[distcc] Re: Bug#214621: distcc: better handling for round-robin DNS

Zygo Blaxell zblaxell at genki.hungrycats.org
Wed Oct 8 21:12:50 GMT 2003


On Wed, Oct 08, 2003 at 12:32:42PM +1000, Martin Pool wrote:
> On  7 Oct 2003, Zygo Blaxell <zblaxell at genki.hungrycats.org> wrote:
> > 2.  Locking, backoff, and scheduling should be done by IP address.
> > Currently if any single volunteer fails, distcc will drop all of the
> > IP addresses associated with the name.

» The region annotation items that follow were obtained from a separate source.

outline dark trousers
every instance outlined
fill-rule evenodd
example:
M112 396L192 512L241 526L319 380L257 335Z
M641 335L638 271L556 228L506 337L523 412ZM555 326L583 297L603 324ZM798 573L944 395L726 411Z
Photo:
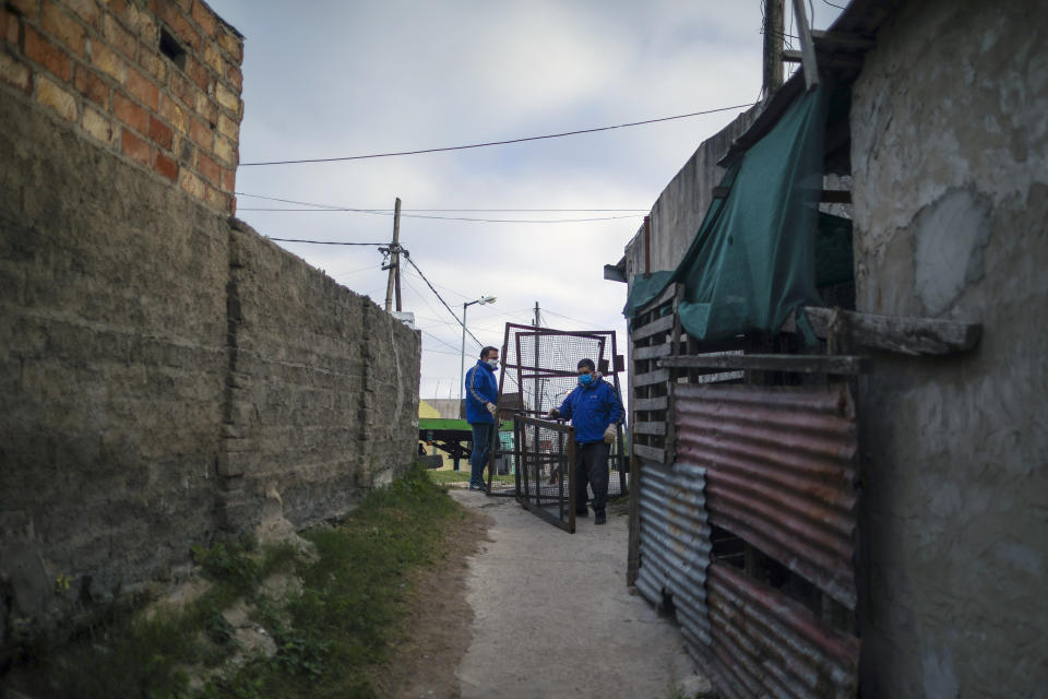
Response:
M488 455L491 453L490 424L471 424L473 428L473 447L469 453L469 485L484 487L484 467L488 465Z
M586 507L586 485L593 488L593 510L604 512L608 503L608 455L611 445L594 441L575 445L575 509Z

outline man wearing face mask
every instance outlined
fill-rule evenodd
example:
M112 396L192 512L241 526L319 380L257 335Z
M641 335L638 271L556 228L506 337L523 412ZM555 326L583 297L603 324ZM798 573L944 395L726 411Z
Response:
M492 434L497 429L496 417L499 400L499 382L495 370L499 368L499 351L485 347L480 359L466 371L466 422L473 428L473 450L469 454L469 489L484 489L484 466L491 452Z
M586 485L593 488L593 523L608 521L608 455L626 411L615 387L596 372L593 359L579 362L579 386L548 417L570 419L575 428L575 516L585 517Z

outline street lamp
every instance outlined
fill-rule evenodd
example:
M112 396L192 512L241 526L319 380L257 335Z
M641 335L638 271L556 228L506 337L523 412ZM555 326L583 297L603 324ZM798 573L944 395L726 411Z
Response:
M462 358L458 363L458 410L462 410L463 389L466 384L466 309L474 304L493 304L495 296L481 296L475 301L462 305Z

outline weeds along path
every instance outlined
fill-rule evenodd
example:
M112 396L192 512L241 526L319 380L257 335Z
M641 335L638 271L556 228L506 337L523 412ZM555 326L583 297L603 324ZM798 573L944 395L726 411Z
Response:
M626 588L627 518L609 509L567 534L512 500L454 489L493 520L469 558L473 639L458 679L463 699L665 698L708 689L680 631Z

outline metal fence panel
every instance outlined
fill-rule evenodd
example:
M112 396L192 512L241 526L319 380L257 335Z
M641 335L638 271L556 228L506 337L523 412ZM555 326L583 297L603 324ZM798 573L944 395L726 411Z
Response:
M691 644L708 644L705 470L684 463L645 463L642 474L636 588L655 605L668 599L684 638Z
M857 448L847 386L676 386L677 453L710 522L855 609Z
M703 663L726 697L855 697L859 640L724 562L708 570Z

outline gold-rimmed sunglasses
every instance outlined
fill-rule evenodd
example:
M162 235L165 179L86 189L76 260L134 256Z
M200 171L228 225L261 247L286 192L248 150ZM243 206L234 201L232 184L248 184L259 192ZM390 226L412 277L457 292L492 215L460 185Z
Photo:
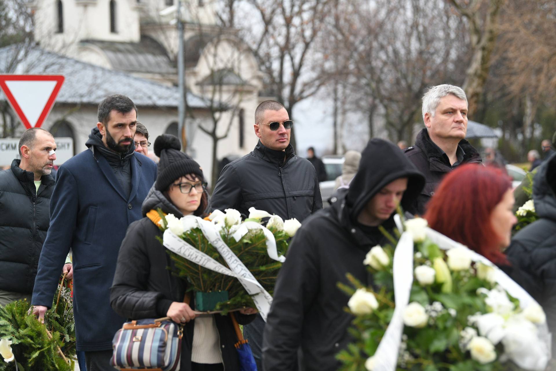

Actually I now realize the above is wrong, it should only be the backoff
that uses the IP.  Scheduling and locking should be done using just
the names...

> A fair number of machines have multiple A entries because they have
> multiple network interfaces.  (In particular, I use one such in my
> build farm.)  We wouldn't want them to get twice as many jobs, or to
> interfere with sending the jobs over the best interface.

...and this is why.  Well, that, and the fact that I actually want
only a subset of each rr dns record to be used by any given client, as
this tends to result in better load balancing when there are very fast
machines at the head of the list.

Certainly the error-reporting wish still holds even (especially)
in this case.  One of the interfaces may be down, or a user might
be unintentionally using a multi-homed host's name instead of an
interface-specific alias, and wondering why it only works once or twice
until it hits an unreachable IP address and puts the DNS name into
backoff mode.

> Using multiple names with different options for each is an intruiging
> idea, but once you start putting configuration like that on each
> client you've lost much of the benefit.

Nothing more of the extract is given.